ARLINGTON, Texas – Now we know.


After all the perceived distractions laid in front of the LSU football team, all the hurdles that popped up like the gophers on that kid’s arcade game, we know something about these 2011 Tigers.


We know they don’t have any problems focusing on the task at hand. And we know that the offseason, no matter how controversial it became in August, was more about hard work and taking care of business than anything else.


By the time 7:12 p.m. rolled around Saturday night at Cowboys Stadium, any notion of distraction or LSU being flat was erased.


Like any other game, Les Miles stood in front of his team as it came out of the locker room to take the field, hands extended like a traffic cop. Only this time, not even Miles could harness the unbridled energy.


This time the Tigers surged past him onto the field – uncaged and eager to get on the field to start taking Oregon apart feather by feather.


Miles was so fired up himself – smiling ear-to-ear – that after his rambunctious team poured past him, the coach headed toward the wrong sideline before he caught himself and headed toward friendlier confines.


Saturday night’s impressive performance was eight months in the making. As soon as the Tigers throttled Texas A&M on Jan. 7 in this same building, and after Miles turned Michigan away at the door a few days later, the wheels clicked into motion.

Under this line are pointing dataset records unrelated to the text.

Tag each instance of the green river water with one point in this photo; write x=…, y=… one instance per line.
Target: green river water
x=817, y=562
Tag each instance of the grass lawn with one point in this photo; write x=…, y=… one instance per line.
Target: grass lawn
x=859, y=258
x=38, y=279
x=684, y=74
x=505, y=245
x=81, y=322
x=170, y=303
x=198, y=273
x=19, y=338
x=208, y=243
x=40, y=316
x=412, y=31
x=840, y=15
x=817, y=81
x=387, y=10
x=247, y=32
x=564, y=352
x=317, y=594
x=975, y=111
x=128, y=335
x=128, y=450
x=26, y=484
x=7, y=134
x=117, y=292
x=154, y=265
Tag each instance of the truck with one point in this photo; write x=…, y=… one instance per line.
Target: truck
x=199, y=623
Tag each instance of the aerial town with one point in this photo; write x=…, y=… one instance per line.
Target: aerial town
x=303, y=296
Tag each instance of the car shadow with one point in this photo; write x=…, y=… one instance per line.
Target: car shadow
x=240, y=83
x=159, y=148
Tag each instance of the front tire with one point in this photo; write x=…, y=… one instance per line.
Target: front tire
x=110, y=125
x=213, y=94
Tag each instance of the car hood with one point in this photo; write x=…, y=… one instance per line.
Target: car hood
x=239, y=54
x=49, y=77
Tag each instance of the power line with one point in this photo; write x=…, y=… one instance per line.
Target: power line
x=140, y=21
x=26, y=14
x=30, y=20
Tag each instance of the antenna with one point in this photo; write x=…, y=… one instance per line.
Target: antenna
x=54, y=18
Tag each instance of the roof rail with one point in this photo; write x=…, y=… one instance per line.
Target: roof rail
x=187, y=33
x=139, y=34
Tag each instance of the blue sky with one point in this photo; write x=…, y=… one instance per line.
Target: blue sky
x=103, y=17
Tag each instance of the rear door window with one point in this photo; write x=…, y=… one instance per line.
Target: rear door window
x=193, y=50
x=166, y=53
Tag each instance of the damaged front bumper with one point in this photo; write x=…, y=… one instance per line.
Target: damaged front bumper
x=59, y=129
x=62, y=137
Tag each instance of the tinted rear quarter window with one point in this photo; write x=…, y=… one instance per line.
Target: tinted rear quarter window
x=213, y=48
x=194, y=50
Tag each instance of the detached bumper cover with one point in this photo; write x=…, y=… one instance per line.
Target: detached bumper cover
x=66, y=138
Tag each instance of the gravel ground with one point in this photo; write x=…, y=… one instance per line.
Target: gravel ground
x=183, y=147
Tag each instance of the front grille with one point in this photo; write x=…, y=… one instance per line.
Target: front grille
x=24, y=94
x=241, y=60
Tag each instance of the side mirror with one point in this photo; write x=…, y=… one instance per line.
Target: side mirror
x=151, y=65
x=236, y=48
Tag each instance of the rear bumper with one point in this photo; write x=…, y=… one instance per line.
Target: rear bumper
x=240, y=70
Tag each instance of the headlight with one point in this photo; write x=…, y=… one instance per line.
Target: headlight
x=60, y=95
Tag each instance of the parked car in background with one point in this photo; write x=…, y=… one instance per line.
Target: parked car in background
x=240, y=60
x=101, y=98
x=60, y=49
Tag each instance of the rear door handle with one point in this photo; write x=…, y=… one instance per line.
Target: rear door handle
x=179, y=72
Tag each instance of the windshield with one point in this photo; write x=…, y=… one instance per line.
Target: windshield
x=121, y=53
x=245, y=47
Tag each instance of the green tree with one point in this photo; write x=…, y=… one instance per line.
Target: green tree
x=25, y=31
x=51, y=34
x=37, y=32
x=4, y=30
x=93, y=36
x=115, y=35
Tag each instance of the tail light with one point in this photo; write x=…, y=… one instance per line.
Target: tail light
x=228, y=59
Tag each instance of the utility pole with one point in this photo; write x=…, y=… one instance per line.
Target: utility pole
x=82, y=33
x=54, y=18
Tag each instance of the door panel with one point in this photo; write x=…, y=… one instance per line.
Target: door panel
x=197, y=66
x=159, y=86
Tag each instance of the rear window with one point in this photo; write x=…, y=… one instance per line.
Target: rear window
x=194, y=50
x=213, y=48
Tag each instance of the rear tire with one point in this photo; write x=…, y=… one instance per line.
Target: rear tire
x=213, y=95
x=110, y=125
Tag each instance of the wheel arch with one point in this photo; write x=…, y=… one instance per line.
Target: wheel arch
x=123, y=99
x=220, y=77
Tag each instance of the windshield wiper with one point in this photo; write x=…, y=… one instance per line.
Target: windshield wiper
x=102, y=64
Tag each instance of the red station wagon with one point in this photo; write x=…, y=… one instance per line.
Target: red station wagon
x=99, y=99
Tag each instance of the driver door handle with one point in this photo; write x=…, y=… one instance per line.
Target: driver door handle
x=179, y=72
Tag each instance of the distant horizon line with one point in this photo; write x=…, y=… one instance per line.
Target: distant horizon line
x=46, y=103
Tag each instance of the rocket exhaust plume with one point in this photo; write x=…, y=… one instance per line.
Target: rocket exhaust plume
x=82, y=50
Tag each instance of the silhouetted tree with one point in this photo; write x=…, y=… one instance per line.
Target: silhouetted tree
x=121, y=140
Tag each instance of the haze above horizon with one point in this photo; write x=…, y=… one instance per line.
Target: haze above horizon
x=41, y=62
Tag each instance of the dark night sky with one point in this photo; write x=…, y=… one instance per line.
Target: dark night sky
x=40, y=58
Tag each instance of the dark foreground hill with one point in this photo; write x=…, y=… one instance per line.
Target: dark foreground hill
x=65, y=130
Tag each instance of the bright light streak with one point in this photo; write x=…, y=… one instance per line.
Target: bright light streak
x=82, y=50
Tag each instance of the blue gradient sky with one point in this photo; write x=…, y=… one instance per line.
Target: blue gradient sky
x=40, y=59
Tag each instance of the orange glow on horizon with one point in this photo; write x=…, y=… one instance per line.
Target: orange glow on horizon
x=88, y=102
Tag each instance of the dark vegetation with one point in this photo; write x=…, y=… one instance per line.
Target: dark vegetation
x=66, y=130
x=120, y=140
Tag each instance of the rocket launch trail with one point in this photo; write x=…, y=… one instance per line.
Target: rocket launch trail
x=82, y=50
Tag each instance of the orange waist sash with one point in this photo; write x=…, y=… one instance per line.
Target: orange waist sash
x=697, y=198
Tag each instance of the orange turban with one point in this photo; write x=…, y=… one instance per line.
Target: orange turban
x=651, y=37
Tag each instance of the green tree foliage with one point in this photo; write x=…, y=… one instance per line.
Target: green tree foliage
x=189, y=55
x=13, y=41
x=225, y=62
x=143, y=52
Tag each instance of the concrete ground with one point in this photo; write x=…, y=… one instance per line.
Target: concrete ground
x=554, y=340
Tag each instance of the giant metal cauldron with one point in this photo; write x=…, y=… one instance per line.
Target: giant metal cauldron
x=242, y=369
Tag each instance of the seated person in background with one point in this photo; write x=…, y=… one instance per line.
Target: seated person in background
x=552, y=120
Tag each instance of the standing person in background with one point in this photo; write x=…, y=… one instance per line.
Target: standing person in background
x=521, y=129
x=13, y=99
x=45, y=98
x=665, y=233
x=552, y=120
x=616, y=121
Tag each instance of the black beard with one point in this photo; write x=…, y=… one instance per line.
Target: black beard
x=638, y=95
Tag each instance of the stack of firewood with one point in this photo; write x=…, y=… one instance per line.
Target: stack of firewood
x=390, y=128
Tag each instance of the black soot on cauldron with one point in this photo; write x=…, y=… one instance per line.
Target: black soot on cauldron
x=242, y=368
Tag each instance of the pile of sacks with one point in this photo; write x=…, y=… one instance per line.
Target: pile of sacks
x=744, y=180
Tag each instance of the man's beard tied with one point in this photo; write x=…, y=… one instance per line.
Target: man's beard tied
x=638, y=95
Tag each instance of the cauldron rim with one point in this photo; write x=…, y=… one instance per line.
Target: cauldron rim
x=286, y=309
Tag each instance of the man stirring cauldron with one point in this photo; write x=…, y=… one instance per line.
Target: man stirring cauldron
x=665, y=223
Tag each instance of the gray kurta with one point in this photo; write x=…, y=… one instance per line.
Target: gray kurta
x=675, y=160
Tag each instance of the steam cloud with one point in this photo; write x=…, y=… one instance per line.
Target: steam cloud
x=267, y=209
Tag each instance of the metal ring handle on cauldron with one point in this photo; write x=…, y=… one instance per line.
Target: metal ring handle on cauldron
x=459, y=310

Yeah, there was some recruiting to tend to and an offensive coordinator to find. And credit Miles for doing both those pretty damn well, too.


But with Oregon sitting there on the schedule like a neon green and gunmetal gray (ugliest uniforms I’ve ever seen, period) sore thumb, Miles and his coaches chipped away at the game plan day-by-day.


Defensive coordinator John Chavis tweaked some philosophical building blocks to combat what the Ducks wanted to do. Chavis made sure he found ways to get Tyrann Mathieu on the field and that’s a formula that equates to success.


The offensive coaches spent most of that offseason building around Jordan Jefferson, but when fate came high-and-tight with a curve ball two weeks before kickoff, there was some effective scrambling to get Jarrett Lee ready.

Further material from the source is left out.